Yus, Francisco (2008). “Inferring from comics: A multi-stage account.” In: Pelegrí Sancho Cremades, Carmen Gregori Signes, and Santiago Renard (eds). El Discurs del Comic (223-249). Valencia: University of Valencia.

 

Klaus Kaindl: “Mind the gap: Comics, Multimodality and Translation”

Abstract. My starting point will be a short historical overview over the various attempts to integrate multimodality into the field of Translation Studies and an explanation why it was and still is so difficult for TS to consider nonverbal elements as equally important as the verbal mode. I will then sketch out a framework for the analysis of comics drawing on the concept of multimodality as it has been developed by Kress and van Leeuwen. The constitutive elements, ranging from various linguistic components such as text in speech bubbles, onomatopoeia and captions to typographic elements, pictographic elements such as speed lines, ideograms etc. and pictorial representations of persons, objects and situations will be distinguished by their functions and discussed in their translation relevance.

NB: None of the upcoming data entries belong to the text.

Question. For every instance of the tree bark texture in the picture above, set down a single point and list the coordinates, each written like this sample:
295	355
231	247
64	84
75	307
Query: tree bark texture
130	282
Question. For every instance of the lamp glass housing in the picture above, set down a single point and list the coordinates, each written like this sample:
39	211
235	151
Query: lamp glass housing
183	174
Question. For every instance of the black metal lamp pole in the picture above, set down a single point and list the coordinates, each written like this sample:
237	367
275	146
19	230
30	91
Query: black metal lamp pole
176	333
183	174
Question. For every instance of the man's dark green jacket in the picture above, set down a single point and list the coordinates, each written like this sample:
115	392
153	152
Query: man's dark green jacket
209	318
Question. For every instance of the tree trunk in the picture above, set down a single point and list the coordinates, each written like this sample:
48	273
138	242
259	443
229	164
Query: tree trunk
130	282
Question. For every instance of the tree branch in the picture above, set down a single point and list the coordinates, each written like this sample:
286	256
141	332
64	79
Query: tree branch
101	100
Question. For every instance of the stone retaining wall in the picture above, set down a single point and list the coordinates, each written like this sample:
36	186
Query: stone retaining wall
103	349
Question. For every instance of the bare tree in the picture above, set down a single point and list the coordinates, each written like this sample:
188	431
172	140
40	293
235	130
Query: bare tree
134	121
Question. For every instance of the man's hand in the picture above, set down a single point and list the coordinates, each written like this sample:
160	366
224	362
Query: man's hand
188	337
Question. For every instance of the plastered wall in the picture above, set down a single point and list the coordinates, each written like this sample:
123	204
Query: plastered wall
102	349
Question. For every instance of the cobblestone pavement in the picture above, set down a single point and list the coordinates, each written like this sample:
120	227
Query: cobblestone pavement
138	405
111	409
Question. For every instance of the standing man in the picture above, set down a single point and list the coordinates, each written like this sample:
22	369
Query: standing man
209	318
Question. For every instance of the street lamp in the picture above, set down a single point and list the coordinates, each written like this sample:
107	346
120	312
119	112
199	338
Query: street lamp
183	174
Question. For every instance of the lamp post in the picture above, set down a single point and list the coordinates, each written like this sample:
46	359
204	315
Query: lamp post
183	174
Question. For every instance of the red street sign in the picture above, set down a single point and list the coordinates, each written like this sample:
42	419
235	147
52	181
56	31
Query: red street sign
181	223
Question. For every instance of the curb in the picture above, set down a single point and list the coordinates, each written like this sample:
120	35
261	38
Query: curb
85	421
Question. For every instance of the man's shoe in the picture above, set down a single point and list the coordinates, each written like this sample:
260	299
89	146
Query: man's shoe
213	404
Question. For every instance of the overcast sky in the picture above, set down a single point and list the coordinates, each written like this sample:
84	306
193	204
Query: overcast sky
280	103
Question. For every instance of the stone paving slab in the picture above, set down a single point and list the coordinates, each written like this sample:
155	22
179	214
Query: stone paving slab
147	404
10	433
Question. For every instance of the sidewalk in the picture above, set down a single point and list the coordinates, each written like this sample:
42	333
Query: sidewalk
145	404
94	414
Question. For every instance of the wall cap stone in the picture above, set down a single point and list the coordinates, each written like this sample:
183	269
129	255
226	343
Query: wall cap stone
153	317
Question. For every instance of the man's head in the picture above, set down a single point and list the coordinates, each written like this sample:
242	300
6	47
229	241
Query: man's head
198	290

The aim of the presentation is to show that translation can never be reduced to a linguistic operation, but always is a multimodal activity.

 

Olli Philippe Lautenbacher: “Reading Comics – An Eye on the Process”

Abstract. This presentation aims at mapping observable tendencies in comic book reading through eye tracking analysis. Recordings were collected on 30 informants viewing a dozen of spreads from several types of comic books involving different text-image or image-image relations. Our main research question concerns the probability of the “Z-path” (Cohn 2013) in the reading process, by opposition to a “relatively erratic” viewing (Groensteen 2007): Is there a tangible tendency to be observed?

Secondly, if viewing patterns (i.e. reading order and speed) tend not to obey to the basic Z-path, some hypothetical causes can be looked for within the viewed documents themselves (apart from the readers own reading habits, which also were accounted for) such as the presence of: (a) visual saliencies or “eye catchers”; (b) potentially significant regions in the visual scenes, such as faces; (c) text, which might in itself be a strong motivation for linearizing the viewing process as a whole; (d) a specific layout of the page (see Bateman & al. 2016).